Numerical Investigation of Rotational Domain Size on Aerodynamic Performance of the Caradonna-Tung Rotor in Hover Conditions

This study investigates the impact of the rotational domain size on computational fluid dynamics (CFD) simulations on the pressure coefficient and lift force distribution on the Caradonna-Tung rotor blades. The analyses were conducted for hover flight conditions, utilizing a three-dimensional compressible model in ANSYS fluent with the k-ε turbulence model. The rotor, with a radius of 114 cm, a chord length of 19 cm, and a NACA 0012 airfoil, operates without taper and twist at a collective pitch angle of 8 degrees and a rotational speed of 1750 RPM. The primary objective of this research is to evaluate the effects of three different rotational domain sizes (5, 12, and 18 cm) on the accuracy of aerodynamic predictions.
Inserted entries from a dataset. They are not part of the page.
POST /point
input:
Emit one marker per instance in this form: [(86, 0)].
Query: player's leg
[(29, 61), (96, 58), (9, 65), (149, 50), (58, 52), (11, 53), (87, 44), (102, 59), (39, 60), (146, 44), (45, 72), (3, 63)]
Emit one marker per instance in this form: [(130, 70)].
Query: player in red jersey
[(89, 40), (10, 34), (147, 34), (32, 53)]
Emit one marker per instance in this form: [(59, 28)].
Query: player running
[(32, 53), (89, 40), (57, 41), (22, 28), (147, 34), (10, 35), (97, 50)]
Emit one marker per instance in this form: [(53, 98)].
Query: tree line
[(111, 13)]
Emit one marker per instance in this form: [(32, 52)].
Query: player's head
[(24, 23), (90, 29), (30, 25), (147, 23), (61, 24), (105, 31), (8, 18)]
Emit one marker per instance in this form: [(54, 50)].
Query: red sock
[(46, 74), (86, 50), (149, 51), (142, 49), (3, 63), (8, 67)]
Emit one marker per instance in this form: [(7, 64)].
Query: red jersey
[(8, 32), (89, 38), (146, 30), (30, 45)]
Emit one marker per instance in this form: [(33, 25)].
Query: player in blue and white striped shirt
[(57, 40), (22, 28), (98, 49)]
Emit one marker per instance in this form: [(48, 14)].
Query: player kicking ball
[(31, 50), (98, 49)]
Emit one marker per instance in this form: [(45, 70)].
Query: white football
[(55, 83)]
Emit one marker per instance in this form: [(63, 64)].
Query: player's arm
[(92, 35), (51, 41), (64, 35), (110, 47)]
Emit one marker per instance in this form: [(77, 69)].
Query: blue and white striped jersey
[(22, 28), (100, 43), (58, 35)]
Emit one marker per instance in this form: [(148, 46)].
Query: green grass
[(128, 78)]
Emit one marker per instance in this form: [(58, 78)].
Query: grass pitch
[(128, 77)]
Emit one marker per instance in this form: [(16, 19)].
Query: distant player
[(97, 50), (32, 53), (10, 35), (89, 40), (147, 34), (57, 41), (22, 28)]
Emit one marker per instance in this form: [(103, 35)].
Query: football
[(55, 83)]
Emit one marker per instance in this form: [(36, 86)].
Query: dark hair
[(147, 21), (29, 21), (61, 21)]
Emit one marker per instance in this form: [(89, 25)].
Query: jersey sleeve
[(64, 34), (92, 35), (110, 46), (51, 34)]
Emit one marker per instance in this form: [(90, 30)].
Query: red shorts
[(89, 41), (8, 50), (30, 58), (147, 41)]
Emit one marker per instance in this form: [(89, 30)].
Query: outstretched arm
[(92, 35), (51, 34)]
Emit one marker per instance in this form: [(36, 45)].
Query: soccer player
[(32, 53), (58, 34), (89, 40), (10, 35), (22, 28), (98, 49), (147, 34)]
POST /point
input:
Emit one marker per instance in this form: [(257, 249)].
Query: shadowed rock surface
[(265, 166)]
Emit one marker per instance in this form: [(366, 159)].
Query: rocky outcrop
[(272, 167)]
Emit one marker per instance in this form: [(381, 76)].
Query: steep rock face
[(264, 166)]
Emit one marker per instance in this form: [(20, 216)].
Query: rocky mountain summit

The results were compared with experimental data, demonstrating that the 12 cm and 18 cm rotational domain sizes show excellent agreement with the experimental results, while the 5 cm domain size underperforms. Notably, in sections close to the blade tip (at the 0.96 Span-wise location), the simulations indicate a tip vortex phenomenon, which is not observed in the experimental data. However, due to unavailability of experimental data beyond this point, the accuracy of this observation cannot be confirmed or refuted. Additionally, it was determined that the distance of the rotational domain from the upper surface of rotor should be at least 8% of the rotor diameter to ensure reliable results.